Throughout the course, at the Maria Immaculate School of Tremp, Mar had two presyncopes, but with the help of his peers and teachers, he passed the stage of an emotionally severe disease. The doctors thought he had anemia. Then he was told that maybe it was vertigo, exertional asthma or arrhythmia. Later on, it could be vasovagal dizziness caused by growth. He had fever, itching, vomiting, muscle contractures, menstrual disorders, and many other symptoms. It took a long time to diagnose a permanent COVID-19. Can Rutin started his online rehabilitation a month ago, but at the moment he has not noticed any significant improvement. “It hurts in my arms, I have punches on the left of my chest and I get very tired.”
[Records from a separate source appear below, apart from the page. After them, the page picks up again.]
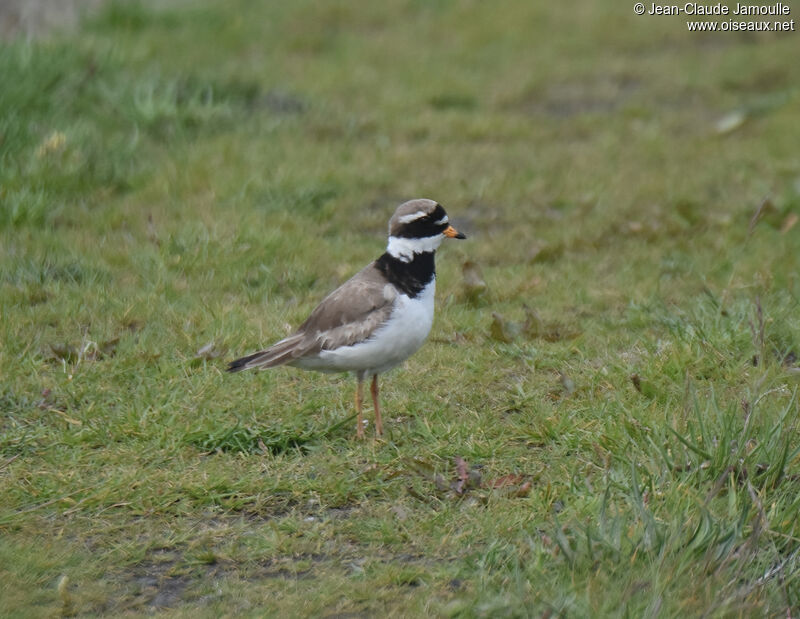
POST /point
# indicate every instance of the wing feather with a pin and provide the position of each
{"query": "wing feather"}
(347, 316)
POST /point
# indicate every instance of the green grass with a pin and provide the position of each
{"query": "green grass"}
(179, 186)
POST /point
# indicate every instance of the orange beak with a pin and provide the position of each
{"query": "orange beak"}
(451, 233)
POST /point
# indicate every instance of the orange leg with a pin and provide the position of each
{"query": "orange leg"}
(376, 405)
(359, 398)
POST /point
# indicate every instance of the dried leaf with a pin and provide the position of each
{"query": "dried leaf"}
(475, 286)
(534, 325)
(567, 383)
(789, 222)
(210, 351)
(65, 352)
(643, 386)
(730, 122)
(505, 480)
(501, 330)
(462, 473)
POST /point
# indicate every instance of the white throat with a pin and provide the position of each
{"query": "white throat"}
(404, 249)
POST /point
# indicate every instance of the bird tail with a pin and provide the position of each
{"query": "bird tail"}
(285, 351)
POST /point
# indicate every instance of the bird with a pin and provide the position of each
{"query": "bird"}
(379, 317)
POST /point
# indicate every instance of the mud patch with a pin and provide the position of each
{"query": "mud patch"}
(36, 18)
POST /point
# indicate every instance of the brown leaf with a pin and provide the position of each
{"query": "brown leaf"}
(210, 351)
(475, 286)
(501, 330)
(505, 480)
(65, 352)
(462, 472)
(789, 222)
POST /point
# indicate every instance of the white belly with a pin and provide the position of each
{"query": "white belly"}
(390, 345)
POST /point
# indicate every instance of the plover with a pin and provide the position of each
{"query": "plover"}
(376, 319)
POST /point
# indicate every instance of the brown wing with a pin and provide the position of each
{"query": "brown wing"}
(346, 316)
(350, 313)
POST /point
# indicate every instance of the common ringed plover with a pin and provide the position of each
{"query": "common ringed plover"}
(376, 319)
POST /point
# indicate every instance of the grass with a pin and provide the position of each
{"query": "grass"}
(181, 185)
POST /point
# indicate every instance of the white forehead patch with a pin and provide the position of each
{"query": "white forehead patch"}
(406, 219)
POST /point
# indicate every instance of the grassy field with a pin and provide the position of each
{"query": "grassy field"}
(604, 421)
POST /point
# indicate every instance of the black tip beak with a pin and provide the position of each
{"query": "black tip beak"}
(452, 233)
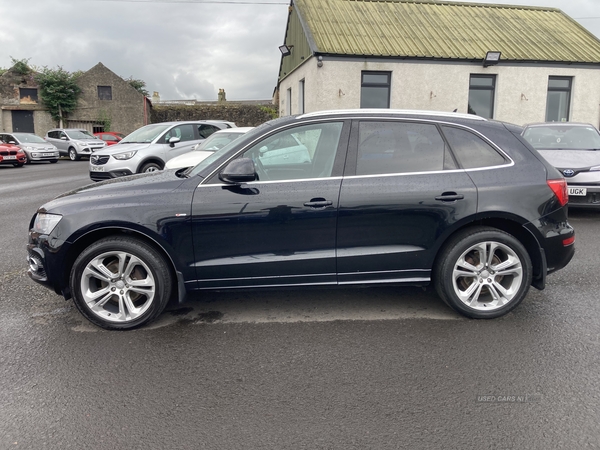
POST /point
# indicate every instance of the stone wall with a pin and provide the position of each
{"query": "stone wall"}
(244, 115)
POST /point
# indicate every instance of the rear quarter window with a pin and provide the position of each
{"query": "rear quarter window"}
(470, 150)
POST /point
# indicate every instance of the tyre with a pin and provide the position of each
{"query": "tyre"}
(73, 156)
(483, 273)
(120, 283)
(150, 167)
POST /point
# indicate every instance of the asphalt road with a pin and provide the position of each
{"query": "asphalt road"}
(378, 368)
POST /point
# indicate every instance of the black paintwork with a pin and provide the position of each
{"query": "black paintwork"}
(344, 229)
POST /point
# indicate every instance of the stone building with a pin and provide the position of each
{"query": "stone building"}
(106, 102)
(20, 106)
(514, 63)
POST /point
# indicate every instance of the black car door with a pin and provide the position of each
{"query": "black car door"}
(280, 229)
(402, 191)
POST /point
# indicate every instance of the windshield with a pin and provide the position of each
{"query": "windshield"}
(30, 138)
(80, 134)
(217, 140)
(563, 137)
(208, 161)
(146, 134)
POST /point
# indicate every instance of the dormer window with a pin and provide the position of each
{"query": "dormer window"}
(105, 92)
(27, 95)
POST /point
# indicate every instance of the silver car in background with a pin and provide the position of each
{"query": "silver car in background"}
(214, 142)
(574, 149)
(34, 146)
(149, 148)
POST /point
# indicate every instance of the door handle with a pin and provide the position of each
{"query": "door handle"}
(449, 197)
(318, 203)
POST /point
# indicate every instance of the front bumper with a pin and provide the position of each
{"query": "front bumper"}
(101, 176)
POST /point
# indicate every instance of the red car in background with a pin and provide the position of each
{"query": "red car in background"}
(11, 154)
(110, 137)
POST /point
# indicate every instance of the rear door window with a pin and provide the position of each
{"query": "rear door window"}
(471, 150)
(400, 147)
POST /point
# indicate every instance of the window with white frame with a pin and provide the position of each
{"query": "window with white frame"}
(558, 100)
(301, 96)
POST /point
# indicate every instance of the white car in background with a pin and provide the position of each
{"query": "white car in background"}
(149, 148)
(201, 151)
(34, 146)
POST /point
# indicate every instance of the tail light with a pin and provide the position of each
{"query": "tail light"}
(559, 187)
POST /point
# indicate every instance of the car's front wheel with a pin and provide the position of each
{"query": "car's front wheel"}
(483, 273)
(73, 156)
(120, 283)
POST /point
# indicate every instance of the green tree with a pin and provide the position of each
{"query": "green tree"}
(138, 85)
(58, 92)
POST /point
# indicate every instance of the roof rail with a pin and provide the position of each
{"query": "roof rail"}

Because she loves writing, I asked her to write her own story. “On November 19, 2020 COVID-19 entered Tremp’s nursing home. Every day, little by little, my mother Núria told me it could happen, but when they told us I started crying. There was the grandmother, and because she's very old, they could call us at any time saying she wasn't here, she died. However, part of my subconscious had the hope that it would go well, and so it happened. At 89, after an asymptomatic COVID-19 positive, he survived.”

MARC TORRENT fell ill on 22 January 2021 on the eve of
13 years. This teenager from Alamacelles (Lleida) practiced a lot of sport and his dream was to learn the Sciences of Physical Activity and Sport to make his passion a trade. But COVID-19 came. Initially, she was drowning and tired, and the physical decline caused by dizziness and tiredness was added to her anxiety, depression and inability to concentrate. The parents did not understand why she was not cured after so long, and Mother Imma had to leave the work of socio-sanitary caregiver to stay with her child at home, care for him and help the doctor.

Their case is not the same as others, and it is a curiosity within a rare disease in itself. Marc suffered injuries to the skin of his feet, blisters that prevented him from walking for months, similar to those caused by the crafting. He told me that at the worst time I couldn't support my feet on the ground. This is called frozen fingers syndrome. When he got better, he would go to school as a scooter and drive back, but he had to give up the sport altogether.

Everything changed when Can Rutin started rehabilitating himself. A few months ago he was again riding a bicycle, although in a short time, and he has also started swimming and swimming gradually on the pediment. The physical consequences continue to exist, but Imma believes it will also take time to heal the psychic sequelae.